Leverage Ratios as Key Predictors: Leverage ratios emerged as the most influential features for credit rating prediction. This prominence stems from their pivotal role in assessing a company's default risk. Consequently, it suggests that leverage ratios are likely the primary factors considered by rating agencies when evaluating a company's financial health.

Financial Risk Ratios Take Precedence: Financial risk ratios demonstrated greater significance compared to business risk ratios. Our research focused on analyzing rating issues within specific industry sectors, excluding industry-level data. This limitation resulted in less comprehensive business risk features compared to financial risk features. As a result, business risk ratios in our data may not fully capture the complete picture of business risk. Additionally, it's possible that rating agencies place greater importance on financial risk features when assessing a company's creditworthiness.

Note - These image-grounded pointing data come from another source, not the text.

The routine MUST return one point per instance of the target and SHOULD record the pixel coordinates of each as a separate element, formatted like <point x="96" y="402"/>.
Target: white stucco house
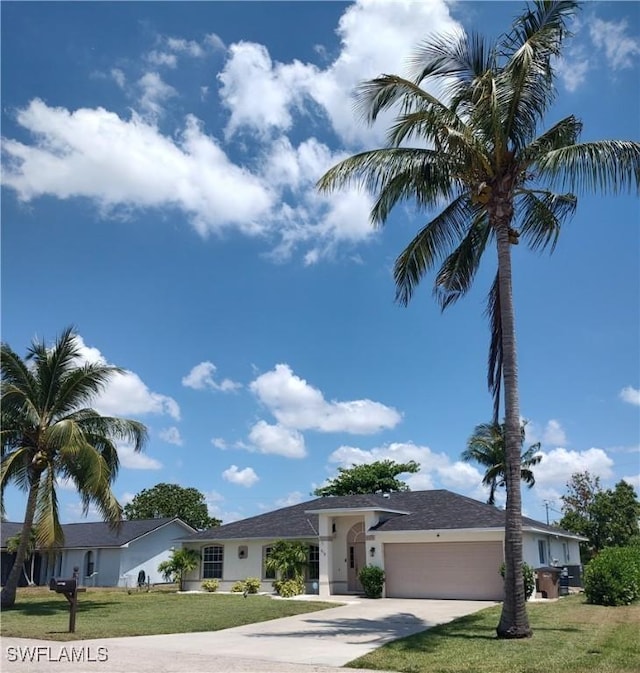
<point x="431" y="544"/>
<point x="108" y="557"/>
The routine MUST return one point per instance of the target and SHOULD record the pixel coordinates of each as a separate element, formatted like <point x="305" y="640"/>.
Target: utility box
<point x="63" y="586"/>
<point x="548" y="581"/>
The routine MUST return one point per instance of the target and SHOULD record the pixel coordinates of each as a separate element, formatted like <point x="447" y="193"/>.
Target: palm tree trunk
<point x="8" y="595"/>
<point x="514" y="622"/>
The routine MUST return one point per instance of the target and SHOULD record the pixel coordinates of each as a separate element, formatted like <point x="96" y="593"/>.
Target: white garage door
<point x="463" y="570"/>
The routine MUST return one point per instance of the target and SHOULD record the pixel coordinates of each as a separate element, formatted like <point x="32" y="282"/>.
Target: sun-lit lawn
<point x="40" y="613"/>
<point x="570" y="636"/>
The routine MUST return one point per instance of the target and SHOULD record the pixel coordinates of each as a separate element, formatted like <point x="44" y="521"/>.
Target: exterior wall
<point x="338" y="568"/>
<point x="236" y="567"/>
<point x="558" y="551"/>
<point x="146" y="553"/>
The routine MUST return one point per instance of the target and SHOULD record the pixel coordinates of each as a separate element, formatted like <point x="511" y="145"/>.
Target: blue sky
<point x="159" y="162"/>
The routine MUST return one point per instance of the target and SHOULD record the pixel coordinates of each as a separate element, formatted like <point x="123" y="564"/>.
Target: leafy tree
<point x="582" y="489"/>
<point x="288" y="559"/>
<point x="12" y="547"/>
<point x="50" y="432"/>
<point x="182" y="561"/>
<point x="480" y="150"/>
<point x="165" y="500"/>
<point x="486" y="447"/>
<point x="609" y="518"/>
<point x="380" y="475"/>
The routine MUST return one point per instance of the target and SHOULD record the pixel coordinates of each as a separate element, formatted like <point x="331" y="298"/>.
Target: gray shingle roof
<point x="98" y="534"/>
<point x="425" y="510"/>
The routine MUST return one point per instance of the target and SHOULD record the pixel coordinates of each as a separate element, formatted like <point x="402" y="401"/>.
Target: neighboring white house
<point x="431" y="544"/>
<point x="108" y="557"/>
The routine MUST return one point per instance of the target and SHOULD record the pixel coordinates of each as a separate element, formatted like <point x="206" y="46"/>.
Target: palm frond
<point x="395" y="174"/>
<point x="607" y="165"/>
<point x="495" y="360"/>
<point x="458" y="270"/>
<point x="564" y="133"/>
<point x="429" y="245"/>
<point x="528" y="76"/>
<point x="541" y="215"/>
<point x="47" y="519"/>
<point x="458" y="58"/>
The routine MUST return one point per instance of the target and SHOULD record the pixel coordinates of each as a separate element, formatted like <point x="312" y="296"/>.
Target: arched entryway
<point x="356" y="558"/>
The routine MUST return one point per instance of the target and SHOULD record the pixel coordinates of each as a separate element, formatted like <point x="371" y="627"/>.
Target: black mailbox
<point x="63" y="586"/>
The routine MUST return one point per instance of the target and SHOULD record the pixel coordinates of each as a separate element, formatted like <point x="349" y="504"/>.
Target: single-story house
<point x="106" y="557"/>
<point x="430" y="544"/>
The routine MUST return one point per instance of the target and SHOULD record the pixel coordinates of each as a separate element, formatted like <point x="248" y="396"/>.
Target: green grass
<point x="40" y="613"/>
<point x="569" y="636"/>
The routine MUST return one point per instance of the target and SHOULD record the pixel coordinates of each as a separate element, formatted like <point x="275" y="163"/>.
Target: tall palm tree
<point x="49" y="432"/>
<point x="480" y="150"/>
<point x="487" y="447"/>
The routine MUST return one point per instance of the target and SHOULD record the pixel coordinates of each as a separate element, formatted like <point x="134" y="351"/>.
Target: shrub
<point x="613" y="577"/>
<point x="529" y="578"/>
<point x="372" y="580"/>
<point x="210" y="585"/>
<point x="289" y="588"/>
<point x="252" y="585"/>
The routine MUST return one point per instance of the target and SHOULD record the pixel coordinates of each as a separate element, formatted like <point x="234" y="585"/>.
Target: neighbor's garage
<point x="462" y="570"/>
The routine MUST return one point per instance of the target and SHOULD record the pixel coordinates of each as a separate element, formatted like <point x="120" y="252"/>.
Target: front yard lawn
<point x="569" y="636"/>
<point x="40" y="613"/>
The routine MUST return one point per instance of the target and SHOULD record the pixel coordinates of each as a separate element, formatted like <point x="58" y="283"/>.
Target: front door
<point x="356" y="558"/>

Return Ratios Play a Secondary Role: Return ratios exhibited less significance compared to margin ratios. This could be attributed to the relative ease of manipulating return ratios compared to margin ratios. For instance, the return on assets (ROA) ratio, defined as net income divided by total assets, can be artificially inflated by overstating net income or understating assets. Conversely, margin ratios are less susceptible to manipulation as they measure the proportion of income to total sales. Manipulation would require inflating sales or understating costs, both of which could also impact return ratios. Notably, rating agencies tend to favor operating income measures when evaluating a company's business risk. However, return ratios consistently use net income as the numerator, which is more volatile and unpredictable than operating income.

Feature Selection Enhances Accuracy: Feature selection techniques demonstrated the ability to enhance prediction accuracy. Our feature selection methods consistently improved the accuracy of the prediction model for both the airline and energy industries.